- Texts: Upanishads, Puranas, Ramayana, Mahabharata
- Region: Kashi

Genealogy
- Parents: Divodasa (father), Madhavi (mother)
- Children: Ashtaka
- Dynasty: Chandravamsha

= Pratardana =

King in Hindu literature

Pratardana (प्रतर्दन) is a king of the Chandravamsha (Lunar dynasty) featured in Hindu literature. He is also called Dyuman, Shatrujit, Vatsa, Rithadhvaja, and Kuvalayashva. He is the son of King Divodasa of Kashi and Madhavi, the daughter of King Yayati. He is the father of Ashtaka.

== Legend ==

=== Ramayana ===
Pratardana is depicted as an ally of Rama in the Ramayana, and is described to have been praised by the avatara of Vishnu for assisting Bharata in the arrangements of his coronation ceremony.
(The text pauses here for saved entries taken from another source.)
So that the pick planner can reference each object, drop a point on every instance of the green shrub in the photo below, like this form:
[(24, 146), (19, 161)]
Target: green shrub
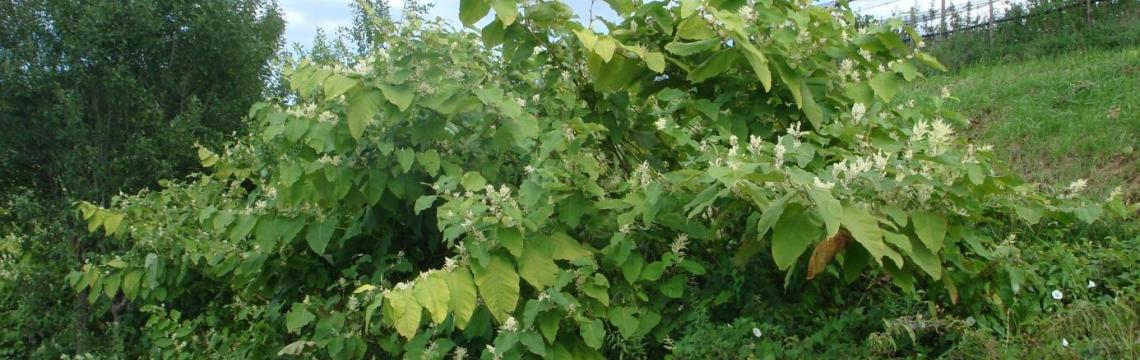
[(546, 190)]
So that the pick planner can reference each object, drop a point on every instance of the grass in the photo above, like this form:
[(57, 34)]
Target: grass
[(1057, 120)]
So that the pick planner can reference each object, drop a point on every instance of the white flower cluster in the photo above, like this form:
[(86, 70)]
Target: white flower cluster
[(1075, 188), (678, 245), (857, 111), (510, 326), (302, 111), (497, 199)]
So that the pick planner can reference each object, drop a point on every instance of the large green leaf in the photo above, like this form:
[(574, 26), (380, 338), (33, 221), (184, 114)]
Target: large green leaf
[(318, 235), (398, 95), (537, 267), (930, 228), (498, 286), (505, 10), (363, 106), (472, 10), (593, 333), (682, 48), (865, 230), (792, 235), (885, 86), (462, 291), (828, 207), (336, 84), (298, 318), (566, 247), (402, 311), (718, 63), (432, 292), (510, 238)]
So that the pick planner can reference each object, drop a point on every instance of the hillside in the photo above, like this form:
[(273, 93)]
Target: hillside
[(1057, 120)]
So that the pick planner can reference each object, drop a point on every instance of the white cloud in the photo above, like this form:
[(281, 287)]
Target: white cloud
[(293, 18)]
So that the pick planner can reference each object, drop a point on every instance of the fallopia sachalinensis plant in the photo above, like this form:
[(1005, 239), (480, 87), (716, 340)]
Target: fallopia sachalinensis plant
[(547, 188)]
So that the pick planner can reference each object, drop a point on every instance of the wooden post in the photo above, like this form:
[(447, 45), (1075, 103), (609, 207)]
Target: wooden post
[(1088, 10), (991, 24), (943, 15)]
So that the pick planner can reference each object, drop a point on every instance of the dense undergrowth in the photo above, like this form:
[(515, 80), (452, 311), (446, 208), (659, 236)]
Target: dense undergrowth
[(544, 190), (1037, 29)]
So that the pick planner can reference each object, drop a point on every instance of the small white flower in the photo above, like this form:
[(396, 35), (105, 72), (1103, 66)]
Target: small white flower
[(510, 326)]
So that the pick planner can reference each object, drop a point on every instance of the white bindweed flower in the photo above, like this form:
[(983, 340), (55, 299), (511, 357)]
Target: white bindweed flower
[(1077, 186), (857, 111), (823, 185)]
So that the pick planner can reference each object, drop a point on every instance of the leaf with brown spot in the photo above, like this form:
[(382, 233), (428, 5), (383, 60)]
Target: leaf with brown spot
[(825, 251)]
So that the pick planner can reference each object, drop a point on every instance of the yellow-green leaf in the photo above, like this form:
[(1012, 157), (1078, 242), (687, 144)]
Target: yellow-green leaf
[(885, 86), (930, 228), (472, 10), (402, 312), (111, 222), (398, 95), (566, 247), (336, 84), (865, 230), (433, 294), (462, 288), (510, 238), (363, 107), (791, 236), (536, 266), (498, 286), (604, 48), (298, 318), (505, 10), (654, 60)]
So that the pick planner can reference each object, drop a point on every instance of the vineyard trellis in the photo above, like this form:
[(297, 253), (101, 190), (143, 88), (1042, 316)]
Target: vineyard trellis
[(992, 17)]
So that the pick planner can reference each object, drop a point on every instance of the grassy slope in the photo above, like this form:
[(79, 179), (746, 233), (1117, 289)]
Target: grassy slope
[(1059, 119)]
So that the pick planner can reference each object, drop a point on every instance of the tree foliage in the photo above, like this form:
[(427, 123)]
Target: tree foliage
[(102, 98), (545, 189)]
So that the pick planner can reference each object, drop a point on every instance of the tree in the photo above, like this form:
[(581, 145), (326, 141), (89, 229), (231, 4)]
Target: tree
[(103, 98)]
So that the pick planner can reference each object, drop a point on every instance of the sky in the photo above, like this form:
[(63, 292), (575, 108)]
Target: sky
[(302, 17)]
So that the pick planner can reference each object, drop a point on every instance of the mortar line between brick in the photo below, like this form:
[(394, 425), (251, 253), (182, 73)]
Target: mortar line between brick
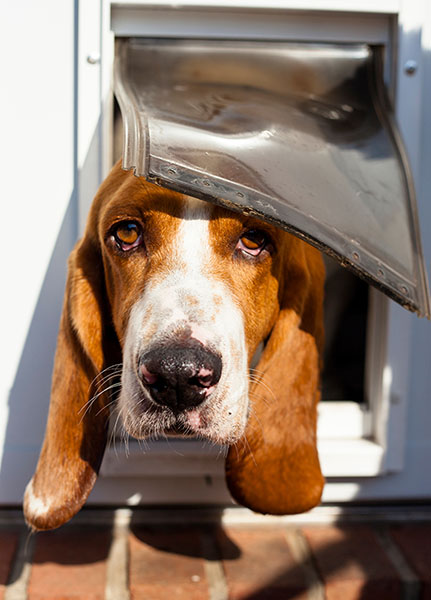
[(410, 582), (301, 553), (214, 572), (117, 564), (19, 576)]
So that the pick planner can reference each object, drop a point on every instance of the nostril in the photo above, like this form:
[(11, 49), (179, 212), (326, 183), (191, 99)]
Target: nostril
[(205, 378)]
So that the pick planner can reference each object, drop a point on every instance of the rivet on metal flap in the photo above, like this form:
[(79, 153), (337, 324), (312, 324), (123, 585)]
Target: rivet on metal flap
[(299, 135)]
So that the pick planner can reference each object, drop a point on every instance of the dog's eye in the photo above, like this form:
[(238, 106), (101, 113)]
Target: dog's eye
[(127, 235), (253, 242)]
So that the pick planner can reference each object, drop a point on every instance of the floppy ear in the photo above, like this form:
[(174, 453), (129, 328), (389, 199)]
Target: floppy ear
[(275, 467), (75, 435)]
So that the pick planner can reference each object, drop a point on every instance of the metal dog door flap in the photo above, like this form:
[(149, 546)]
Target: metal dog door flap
[(299, 135)]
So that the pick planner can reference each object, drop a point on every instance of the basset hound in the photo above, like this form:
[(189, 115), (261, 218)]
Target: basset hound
[(181, 293)]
A tale based in the narrative of the Ramayana states that once, Pratardana made preparations to travel to Ayodhya to pay his respects to King Rama. He encountered Sage Narada during this journey. Narada made the king promise that he would not offer obeisance to Sage Vishvamitra at Rama's court. Pratardana acted accordingly when he arrived at the court. Vishvamitra grew furious at the lack of respect shown to him, and complained to Rama. Angered, Rama removed three arrows from his quiver and vowed to take the life of the king of Kashi before sunset. Terrified of the consequences, Pratardana sought the protection of Narada, who directed him to Anjana, the mother of Hanuman. Anjana requested her son to help the king. Hanuman flew Pratardana to the banks of the river Sarayu, and told him to wade waist-deep into the water and remain there, repeating Rama's name. Afterwards, he flew to Rama, and made a supplication: Any person who chanted the name of Rama would be protected by him, and no power in the universe, even God himself, would be able to harm such a person. Rama readily granted this. Thus, even as Rama fired his three arrows at Pratardana from his palace, he was saved by Hanuman due to the fact that he chanted Rama's name. When the king continued to chant the name of Rama in the presence of Vishvamitra, the sage was impressed by his piety and relieved Rama of his vow.

=== Mahabharata ===
At the ashvamedha (horse-sacrifice consecration) ceremony of Ashtaka, Pratardana, along with his fellow kings Vasumanas and Sivi, asked the divine sage Narada which of them would have to depart from their reward of stay at Svarga (heaven of the devas) first after their demise. Narada told them that Ashtaka would have to depart first due to his pride, and when enquired once more, stated that Pratardana would be the second. When enquired, the sage stated that he had once lived at the abode of Pratardana for a time, and regaled an incident in which a Brahmin sought a horse from the king while the two were riding upon a chariot. The king wished to give the man a horse after he had returned from his journey, but the latter insisted that he offered him one right then and there. Pratardana granted the Brahmin the horse that had been yoked on the right-hand wheel of his vehicle. Soon, a few more Brahmins appeared to seek the rest of the king's horses. While the king granted the men his horses and began to pull the chariot forward manually, he made a disparaging comment against them after they had left. Narada stated that this was the reason why he would leave Svarga second.